A IA generativa do Google opera a partir do conteúdo que ele consegue acessar e indexar. Se o site tem problemas de acessibilidade para crawlers, não é apenas o ranqueamento orgânico que sofre: a presença nas respostas de IA também. Liz Reid foi explícita ao incluir essa recomendação, o que indica que é mais comum do que deveria ser encontrar sites com barreiras técnicas de acesso que prejudicam sua visibilidade nos produtos de busca com IA.
O que a fala de Liz Reid revela sobre como o Google vê os publishers
A entrevista de Liz Reid tem uma camada de leitura que vai além dos quatro erros específicos.
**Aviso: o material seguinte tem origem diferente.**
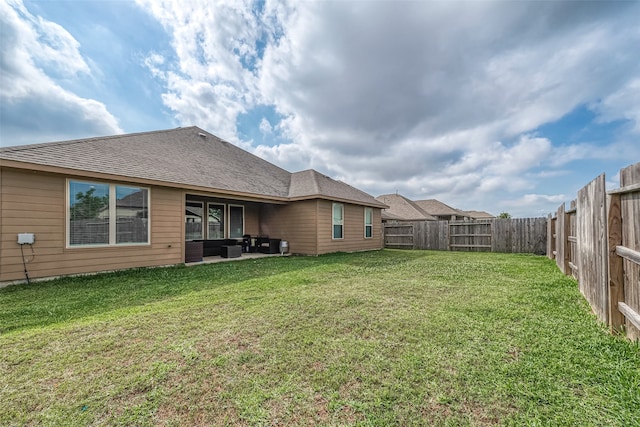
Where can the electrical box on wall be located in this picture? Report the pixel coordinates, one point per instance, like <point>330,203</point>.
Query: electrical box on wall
<point>26,238</point>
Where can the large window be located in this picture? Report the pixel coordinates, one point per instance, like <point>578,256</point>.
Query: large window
<point>215,221</point>
<point>107,214</point>
<point>338,220</point>
<point>193,215</point>
<point>236,221</point>
<point>368,223</point>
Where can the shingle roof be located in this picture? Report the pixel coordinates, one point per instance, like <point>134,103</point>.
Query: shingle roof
<point>183,156</point>
<point>401,208</point>
<point>310,183</point>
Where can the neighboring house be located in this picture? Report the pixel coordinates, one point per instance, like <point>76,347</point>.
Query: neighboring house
<point>161,189</point>
<point>402,209</point>
<point>441,211</point>
<point>479,215</point>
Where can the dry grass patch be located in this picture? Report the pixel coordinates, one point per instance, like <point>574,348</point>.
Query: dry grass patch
<point>380,338</point>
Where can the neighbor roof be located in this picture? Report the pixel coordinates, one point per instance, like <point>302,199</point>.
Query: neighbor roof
<point>184,157</point>
<point>436,208</point>
<point>401,208</point>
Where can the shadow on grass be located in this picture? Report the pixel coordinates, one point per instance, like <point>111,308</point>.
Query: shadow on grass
<point>46,303</point>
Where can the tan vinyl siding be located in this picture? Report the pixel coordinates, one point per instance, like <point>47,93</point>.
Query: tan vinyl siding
<point>294,222</point>
<point>353,229</point>
<point>36,203</point>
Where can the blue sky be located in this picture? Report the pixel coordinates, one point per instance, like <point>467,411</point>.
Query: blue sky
<point>496,106</point>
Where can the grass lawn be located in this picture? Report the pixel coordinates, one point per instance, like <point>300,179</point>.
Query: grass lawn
<point>378,338</point>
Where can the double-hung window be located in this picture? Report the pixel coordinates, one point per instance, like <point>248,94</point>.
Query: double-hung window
<point>338,221</point>
<point>368,223</point>
<point>101,214</point>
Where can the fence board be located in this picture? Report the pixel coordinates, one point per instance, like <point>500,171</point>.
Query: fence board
<point>519,235</point>
<point>630,213</point>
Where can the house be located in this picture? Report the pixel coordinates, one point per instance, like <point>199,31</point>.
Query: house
<point>479,215</point>
<point>441,211</point>
<point>402,209</point>
<point>135,200</point>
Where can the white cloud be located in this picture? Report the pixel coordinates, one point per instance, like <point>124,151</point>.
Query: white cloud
<point>216,48</point>
<point>265,126</point>
<point>34,107</point>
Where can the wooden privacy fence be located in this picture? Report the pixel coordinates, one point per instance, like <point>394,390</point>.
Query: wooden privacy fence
<point>597,241</point>
<point>518,235</point>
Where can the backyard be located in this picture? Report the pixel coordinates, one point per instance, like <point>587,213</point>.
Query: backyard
<point>375,338</point>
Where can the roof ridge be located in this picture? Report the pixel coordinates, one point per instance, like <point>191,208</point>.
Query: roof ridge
<point>13,148</point>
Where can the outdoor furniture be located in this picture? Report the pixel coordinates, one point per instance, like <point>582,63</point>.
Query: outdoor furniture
<point>233,251</point>
<point>213,247</point>
<point>268,246</point>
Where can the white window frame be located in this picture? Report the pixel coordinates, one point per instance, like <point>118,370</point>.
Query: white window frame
<point>204,219</point>
<point>369,225</point>
<point>334,223</point>
<point>229,221</point>
<point>112,215</point>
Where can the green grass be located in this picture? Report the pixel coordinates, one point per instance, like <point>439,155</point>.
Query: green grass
<point>379,338</point>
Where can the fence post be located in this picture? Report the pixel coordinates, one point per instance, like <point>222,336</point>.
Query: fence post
<point>551,238</point>
<point>616,268</point>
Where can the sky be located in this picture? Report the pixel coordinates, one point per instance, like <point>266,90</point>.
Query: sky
<point>500,106</point>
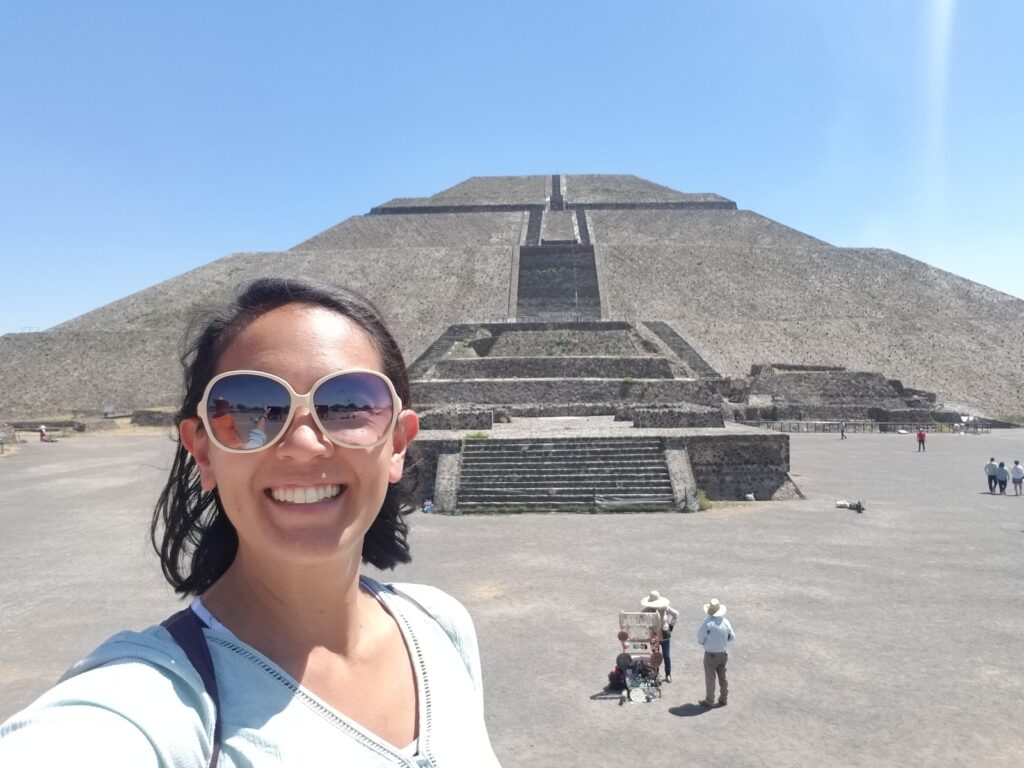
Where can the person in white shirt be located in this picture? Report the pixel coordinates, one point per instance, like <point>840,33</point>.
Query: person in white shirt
<point>715,635</point>
<point>668,616</point>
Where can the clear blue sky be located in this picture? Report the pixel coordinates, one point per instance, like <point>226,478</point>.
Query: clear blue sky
<point>141,139</point>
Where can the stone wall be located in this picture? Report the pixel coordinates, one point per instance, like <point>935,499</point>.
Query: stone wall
<point>729,466</point>
<point>553,368</point>
<point>426,453</point>
<point>153,418</point>
<point>523,391</point>
<point>457,418</point>
<point>669,418</point>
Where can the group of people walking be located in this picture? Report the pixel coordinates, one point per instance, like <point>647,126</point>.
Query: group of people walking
<point>715,634</point>
<point>999,474</point>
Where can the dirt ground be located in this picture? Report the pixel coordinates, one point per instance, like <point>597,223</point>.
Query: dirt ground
<point>890,638</point>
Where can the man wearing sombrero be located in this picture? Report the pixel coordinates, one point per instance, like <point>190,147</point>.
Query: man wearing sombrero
<point>668,616</point>
<point>715,635</point>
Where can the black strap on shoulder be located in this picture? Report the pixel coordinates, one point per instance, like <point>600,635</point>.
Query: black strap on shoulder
<point>186,629</point>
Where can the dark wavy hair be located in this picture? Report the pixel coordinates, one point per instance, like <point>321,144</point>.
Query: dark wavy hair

Ela revela a visão que o Google tem dos publishers nesse momento de transição: como parceiros cuja relevância para o ecossistema de busca depende de sua capacidade de oferecer algo que a IA não consegue replicar facilmente. Reid chegou a afirmar que considera o momento atual favorável para pequenos publishers, justamente porque eles têm especificidade e ponto de vista que facilitam o trabalho do Google de conectar o usuário certo com aquele conteúdo específico.
É uma visão otimista que contrasta com os dados de tráfego que os publishers menores estão reportando, e que merece ser lida com o ceticismo adequado. Mas a lógica subjacente tem consistência: em um ambiente de busca onde a IA responde o que é genérico, o que sobrevive é o que é específico, experiente e irreplicável. Esse é um território que publishers com nicho, com perspectiva editorial própria e com audiência construída ao longo do tempo têm condições reais de ocupar. A questão é se estão dispostos a reformular sua operação editorial para priorizar essas qualidades sobre o volume de produção que o modelo de tráfego puro exigia.

Veredito: os erros dos publishers são erros de estratégia, não de algoritmo
Por aqui na CH, lemos os quatro erros que Liz Reid identificou não como críticas ao mercado editorial em geral, mas como um diagnóstico preciso de um padrão estratégico que se tornou insustentável. Produzir o mesmo formato de sempre, fechar conteúdo sem construir alternativa de audiência direta, negligenciar a base de leitores fiéis em favor do tráfego de passagem e deixar problemas técnicos de acesso sem resolução: esses são erros de gestão editorial que existiam antes da IA e que a IA simplesmente tornou mais visíveis e mais custosos.
A boa notícia é que todos eles são corrigíveis. Nenhum exige que o publisher seja o New York Times para ser endereçado. Exige clareza estratégica sobre o que o conteúdo do veículo oferece que nenhum sistema automatizado consegue replicar, e disposição para construir a operação em torno dessas qualidades em vez de continuar otimizando para métricas que o ambiente de busca com IA está progressivamente tornando menos relevantes.